No. 2 Alabama survived an upset bid from No. 16 Mississippi State on Saturday in Starkville, 31-24. The Bulldogs tried a Hail Mary in the final seconds, but it fell incomplete — apparently ending the game. A flag came in for pass interference, though, affording MSU an untimed down and one last shot to tie.
The foul’s on No. 42 for Bama here, linebacker Keith Holcombe:
Holcombe basically mauls an MSU receiver from about the 2-yard line until he’s a yard or two deep in the end zone. So when the flag came out, Mississippi State’s crowd was momentarily really excited. Were the Bulldogs getting the ball at the 2-yard line?
MSU’s untimed down wasn’t even from the red zone, though.
The reason is college football’s pass interference rule, which is way less punishing to defenses than its counterpart in the NFL.
In college, how defensive pass interference is penalized depends on where it happens. If it happens within 15 yards of the line of the scrimmage, it’s a spot foul, with the offense moving up to wherever the foul happened. But if it’s beyond 15 yards downfield, the penalty for defensive PI is 15 yards from the previous spot.
In the NFL, defensive pass interference is a spot foul, without that 15-yard business. If the foul happens in the end zone, the ball goes to the 1-yard line.
But this is college. MSU snapped the ball at the Alabama 49. All of this penalty business happened a solid 47 or so yards downfield, so the Bulldogs only got bumped up to the Tide’s 34.
How the NCAA’s rulebook puts it:
Team A’s ball at the spot of the foul, first down, if the foul occurs fewer than 15 yards beyond the previous spot. If the foul occurs 15 or more yards beyond the previous spot, Team A’s ball, first down, 15 yards from the previous spot [S33].
When the ball is snapped on or inside the Team B 17-yard line and outside the Team B two-yard line, and the spot of the foul is on or inside the two-yard line, the penalty from the previous spot shall place the ball at the two-yard line, first down (A.R. 7-3-8-XIV).
No penalty enforced from outside the two-yard line may place the ball inside the two-yard line (Exception: On the Try when the snap is at the three-yard line, Rule 10-2-5-b).

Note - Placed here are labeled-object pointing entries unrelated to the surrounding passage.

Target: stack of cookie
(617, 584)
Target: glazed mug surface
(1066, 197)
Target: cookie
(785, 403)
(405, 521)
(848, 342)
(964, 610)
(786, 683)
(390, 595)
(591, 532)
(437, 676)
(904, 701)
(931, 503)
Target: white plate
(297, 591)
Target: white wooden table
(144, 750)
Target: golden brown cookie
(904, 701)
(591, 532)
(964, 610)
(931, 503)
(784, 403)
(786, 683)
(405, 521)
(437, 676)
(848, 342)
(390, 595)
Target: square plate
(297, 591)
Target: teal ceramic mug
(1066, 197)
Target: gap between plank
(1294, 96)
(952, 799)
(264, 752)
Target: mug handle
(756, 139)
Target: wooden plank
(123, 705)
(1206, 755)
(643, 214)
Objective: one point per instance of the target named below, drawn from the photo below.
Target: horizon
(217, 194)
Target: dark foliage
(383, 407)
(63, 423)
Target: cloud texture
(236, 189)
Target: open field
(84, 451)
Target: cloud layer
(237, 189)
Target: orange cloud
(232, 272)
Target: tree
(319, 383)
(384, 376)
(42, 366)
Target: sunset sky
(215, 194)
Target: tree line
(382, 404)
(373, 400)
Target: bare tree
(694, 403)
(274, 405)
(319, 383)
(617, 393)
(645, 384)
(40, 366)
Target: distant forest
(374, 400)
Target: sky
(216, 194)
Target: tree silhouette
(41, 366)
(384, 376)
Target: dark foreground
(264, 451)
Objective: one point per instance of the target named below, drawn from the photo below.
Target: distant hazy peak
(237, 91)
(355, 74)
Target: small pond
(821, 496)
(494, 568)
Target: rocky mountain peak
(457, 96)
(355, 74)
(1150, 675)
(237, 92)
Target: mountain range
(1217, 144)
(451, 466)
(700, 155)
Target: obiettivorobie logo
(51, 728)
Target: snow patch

If the previous spot was on or inside the two-yard line, first down halfway between the previous spot and the goal line (Rule 10-2-6 Exception).
Even if the foul had been judged to have occurred in the end zone, the Bulldogs wouldn’t have gotten it on the Tide’s doorstep. The NFL’s rule would’ve given it to them with a chance to punch in from short yardage.